Moria delle imprese nel primo trimestre (anche senza il virus)

LAVORO

MANTOVA Il saldo delle imprese virgiliane di fine 2019 era già in rosso. Quello del primo trimestre 2019 è nero pece. A fronte di 572 nuove iscrizioni alla Camera di Commercio, il primo quarto di quest’anno ha registrato 956 cancellazioni, portando a un saldo negativo di -384 imprese, sul totale di 39.092 registrazioni. Il tutto peraltro in considerazione del fatto che le disposizioni restrittive per il coronavirus sono scattate solo nella prima decade di marzo
In rapporto alla frequenza di attività riscontrabili in altre province, oltre che in rapporto alla popolazione, la situazione mantovana è decisamente più critica di quella di Milano o Bergamo o Brescia.
La situazione generale è comunque segnalata con la debita preoccupazione dalla Cna virgiliana. «In simili circostanze – commenta il responsabile delle relazioni esterne  Franco Bruno – parlano le cifre: quasi 30mila imprese italiane in meno nei primi tre mesi del 2020. Il saldo peggiore da 7 anni a questa parte.
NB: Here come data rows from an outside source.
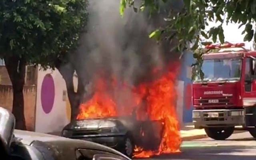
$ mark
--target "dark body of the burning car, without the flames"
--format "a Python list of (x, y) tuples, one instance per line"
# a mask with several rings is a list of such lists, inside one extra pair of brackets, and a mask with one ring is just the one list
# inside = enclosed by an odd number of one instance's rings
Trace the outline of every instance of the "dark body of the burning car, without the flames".
[(129, 116), (95, 118), (71, 122), (62, 136), (103, 144), (131, 157), (135, 146), (157, 149), (163, 125), (161, 121), (138, 121)]

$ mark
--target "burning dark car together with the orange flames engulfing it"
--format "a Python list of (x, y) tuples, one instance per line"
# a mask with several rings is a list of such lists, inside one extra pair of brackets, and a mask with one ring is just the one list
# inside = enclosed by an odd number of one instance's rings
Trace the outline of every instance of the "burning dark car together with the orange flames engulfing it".
[(94, 75), (88, 89), (92, 96), (85, 96), (76, 120), (64, 127), (62, 136), (104, 144), (136, 158), (180, 152), (178, 69), (173, 66), (156, 68), (154, 79), (138, 84), (107, 72)]

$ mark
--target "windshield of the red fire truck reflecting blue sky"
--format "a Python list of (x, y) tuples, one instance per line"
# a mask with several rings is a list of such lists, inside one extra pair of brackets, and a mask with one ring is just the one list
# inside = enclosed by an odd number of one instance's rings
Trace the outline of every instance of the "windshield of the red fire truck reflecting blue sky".
[(240, 58), (208, 59), (202, 64), (203, 80), (197, 76), (195, 82), (240, 80), (242, 60)]

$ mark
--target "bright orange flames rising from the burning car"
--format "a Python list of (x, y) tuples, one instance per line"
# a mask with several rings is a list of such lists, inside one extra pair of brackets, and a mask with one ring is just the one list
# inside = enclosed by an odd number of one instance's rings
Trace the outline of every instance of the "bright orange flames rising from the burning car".
[[(140, 146), (136, 146), (134, 157), (146, 158), (153, 155), (168, 154), (180, 152), (180, 128), (176, 116), (176, 90), (175, 82), (179, 71), (178, 63), (172, 64), (167, 71), (154, 69), (153, 75), (157, 75), (155, 80), (144, 82), (138, 86), (128, 87), (122, 85), (122, 89), (132, 90), (133, 96), (129, 96), (130, 106), (118, 106), (117, 100), (108, 92), (106, 82), (99, 79), (96, 82), (95, 94), (89, 101), (81, 104), (80, 114), (77, 119), (98, 118), (120, 116), (123, 114), (130, 115), (134, 106), (136, 118), (138, 120), (163, 120), (164, 131), (158, 150), (146, 151)], [(159, 76), (160, 75), (160, 76)], [(115, 88), (115, 83), (111, 83)], [(132, 89), (131, 89), (132, 88)], [(144, 135), (144, 132), (141, 133)]]

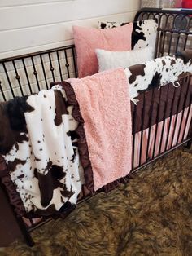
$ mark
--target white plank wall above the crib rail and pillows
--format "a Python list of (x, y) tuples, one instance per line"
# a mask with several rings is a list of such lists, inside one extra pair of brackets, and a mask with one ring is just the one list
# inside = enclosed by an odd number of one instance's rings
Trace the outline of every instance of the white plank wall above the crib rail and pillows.
[(140, 0), (0, 0), (0, 59), (72, 42), (72, 24), (131, 21)]

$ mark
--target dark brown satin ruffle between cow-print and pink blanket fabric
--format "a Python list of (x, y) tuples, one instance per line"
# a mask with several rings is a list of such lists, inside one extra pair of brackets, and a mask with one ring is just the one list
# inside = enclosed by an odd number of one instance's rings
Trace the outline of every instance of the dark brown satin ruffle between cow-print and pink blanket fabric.
[[(93, 170), (91, 167), (91, 162), (89, 160), (89, 149), (86, 142), (85, 130), (84, 130), (84, 120), (80, 113), (80, 107), (76, 100), (75, 91), (73, 90), (72, 86), (68, 82), (58, 82), (55, 84), (59, 84), (63, 86), (65, 93), (68, 98), (68, 104), (73, 106), (72, 110), (72, 117), (78, 121), (79, 125), (76, 128), (76, 133), (79, 136), (78, 139), (78, 149), (81, 159), (81, 165), (84, 169), (84, 178), (85, 178), (85, 186), (89, 189), (89, 191), (93, 194), (94, 193), (94, 179), (93, 179)], [(54, 84), (52, 83), (51, 86)]]

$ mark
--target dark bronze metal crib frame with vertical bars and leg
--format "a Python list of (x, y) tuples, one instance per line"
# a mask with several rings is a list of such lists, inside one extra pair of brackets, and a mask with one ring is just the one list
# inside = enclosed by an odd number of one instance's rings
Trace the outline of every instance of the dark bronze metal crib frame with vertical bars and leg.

Una sorta di anticipo dello tsunami che l’epidemia di coronavirus ha scatenato e che del periodo in esame ha effettivamente coperto solo una ventina di giorni. Aggiungendosi, altresì, a una crisi latente: l’ultimo trimestre del 2019 aveva già lasciato sul terreno circa 21mila imprese. Una situazione drammatica per l’economia, l’occupazione e la tenuta del welfare del nostro Paese».
A registrare il crollo è stata l’indagine periodica di Unioncamere-Infocamere. Almeno a 7 miliardi di euro ammonta la stima della perdita di fatturato delle imprese artigiane a livello nazionale (compresa la provincia di Mantova) che dal 12 marzo al 13 aprile hanno subito la chiusura governativa a causa della pandemia.
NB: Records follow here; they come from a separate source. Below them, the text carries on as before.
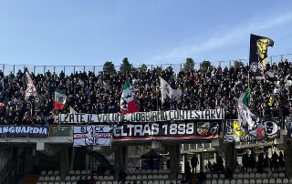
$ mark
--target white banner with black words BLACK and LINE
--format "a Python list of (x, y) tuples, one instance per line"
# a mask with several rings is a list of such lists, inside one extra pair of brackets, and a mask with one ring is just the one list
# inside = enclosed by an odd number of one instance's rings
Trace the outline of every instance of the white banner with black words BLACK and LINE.
[(110, 126), (84, 126), (74, 127), (73, 146), (83, 147), (90, 145), (110, 146)]

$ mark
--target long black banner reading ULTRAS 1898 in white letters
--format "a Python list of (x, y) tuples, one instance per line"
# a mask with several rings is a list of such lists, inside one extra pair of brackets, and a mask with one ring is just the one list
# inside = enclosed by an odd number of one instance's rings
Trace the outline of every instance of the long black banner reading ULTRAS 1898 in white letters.
[(144, 140), (144, 139), (173, 139), (173, 138), (217, 138), (219, 123), (146, 123), (115, 125), (113, 139)]

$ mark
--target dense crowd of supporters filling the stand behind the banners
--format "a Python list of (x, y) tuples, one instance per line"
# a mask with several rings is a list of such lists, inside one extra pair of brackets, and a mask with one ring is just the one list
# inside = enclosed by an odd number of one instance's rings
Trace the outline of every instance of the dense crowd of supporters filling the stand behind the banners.
[[(130, 72), (114, 74), (76, 72), (68, 76), (63, 71), (58, 75), (50, 71), (45, 75), (30, 73), (38, 97), (29, 97), (28, 100), (25, 100), (24, 72), (19, 70), (16, 75), (10, 73), (5, 76), (0, 71), (0, 102), (5, 105), (0, 107), (0, 124), (50, 124), (54, 121), (53, 114), (68, 113), (69, 107), (77, 112), (92, 114), (120, 112), (120, 96), (126, 79), (130, 79), (137, 90), (141, 111), (224, 107), (225, 118), (237, 118), (234, 97), (239, 97), (249, 88), (251, 95), (248, 107), (259, 116), (292, 116), (289, 101), (292, 92), (291, 86), (287, 85), (287, 81), (291, 80), (291, 62), (285, 60), (272, 66), (267, 64), (266, 71), (275, 73), (275, 77), (249, 76), (248, 66), (208, 66), (182, 70), (176, 74), (171, 68), (146, 72), (134, 68)], [(172, 88), (183, 91), (179, 101), (167, 100), (161, 103), (159, 77), (165, 79)], [(67, 91), (66, 106), (60, 111), (53, 110), (56, 89)]]

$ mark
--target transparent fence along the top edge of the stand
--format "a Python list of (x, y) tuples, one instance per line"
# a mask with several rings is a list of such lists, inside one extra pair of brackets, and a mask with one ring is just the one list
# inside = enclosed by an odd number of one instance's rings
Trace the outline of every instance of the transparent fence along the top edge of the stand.
[[(270, 63), (271, 65), (273, 63), (278, 63), (281, 60), (287, 59), (288, 61), (292, 61), (292, 54), (286, 54), (286, 55), (278, 55), (278, 56), (268, 56), (266, 58), (266, 63)], [(231, 67), (235, 66), (235, 62), (241, 62), (245, 66), (248, 65), (249, 61), (248, 59), (237, 59), (237, 60), (229, 60), (229, 61), (215, 61), (210, 62), (211, 66), (221, 66), (224, 67)], [(194, 62), (193, 68), (199, 69), (202, 62)], [(160, 67), (161, 69), (166, 69), (168, 67), (172, 67), (173, 71), (175, 73), (181, 71), (185, 64), (161, 64), (161, 65), (146, 65), (147, 69), (153, 70), (154, 68)], [(48, 70), (53, 73), (59, 74), (61, 71), (63, 71), (66, 75), (69, 75), (71, 73), (75, 72), (93, 72), (95, 74), (98, 74), (99, 72), (103, 71), (103, 66), (31, 66), (31, 65), (10, 65), (10, 64), (0, 64), (0, 69), (4, 72), (5, 76), (8, 76), (10, 72), (13, 74), (16, 74), (18, 70), (24, 71), (25, 68), (28, 68), (29, 71), (33, 71), (34, 74), (45, 74)], [(137, 68), (137, 67), (136, 67)], [(115, 69), (117, 71), (120, 70), (120, 66), (115, 66)]]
I comparti più colpiti, a detta della Cna sono le costruzioni, la manifattura e i servizi alla persona (estetiste, acconciatori, autoriparatori, ecc.), senza dimenticare pasticceri, autotrasportatori e altro.
«L’artigianato rischia l’estinzione – prosegue Bruno – a fronte dei mancati incassi, degli affitti insostenibili, di una pressione fiscale e burocratica ossessiva, dei ritardi dei pagamenti per servizi già effettuati alla committenza che comportano all’azzeramento della liquidità. Ma il problema è anche strutturale e culturale dal momento che si ragiona solo con i grandi numeri, sugli investimenti in Borsa, sulla grande finanza, le mega strutture produttive e di riflesso gli artigiani sono solo diventati un bancomat per lo Stato».
Certamente l’emergenza sanitaria ha acuito i problemi, ma il grido d’allarme lanciato dagli artigiani ai vari governi succedutisi negli anni «non è mai stato ascoltato seriamente, se non in modo sporadico. Basti pensare alla strage silenziosa di morti innocenti, artigiani, piccoli imprenditori, lavoratori e di migliaia di aziende che hanno chiuso a causa della grande crisi economica del 2018. L’emergenza dell’artigianato mantovano si trascina da anni se consideriamo l’erosione continua del calo delle imprese iscritte in Cciaa. Dal 2009 al 2017 il saldo negativo è stato di -514 imprese nel mantovano. Ciò significa che la sofferenza si trascina da anni a prescindere dell’emergenza sanitaria che ha travolto il Paese e di riflesso non è mai stata intrapresa una politica su misura per gli artigiani», conclude Bruno.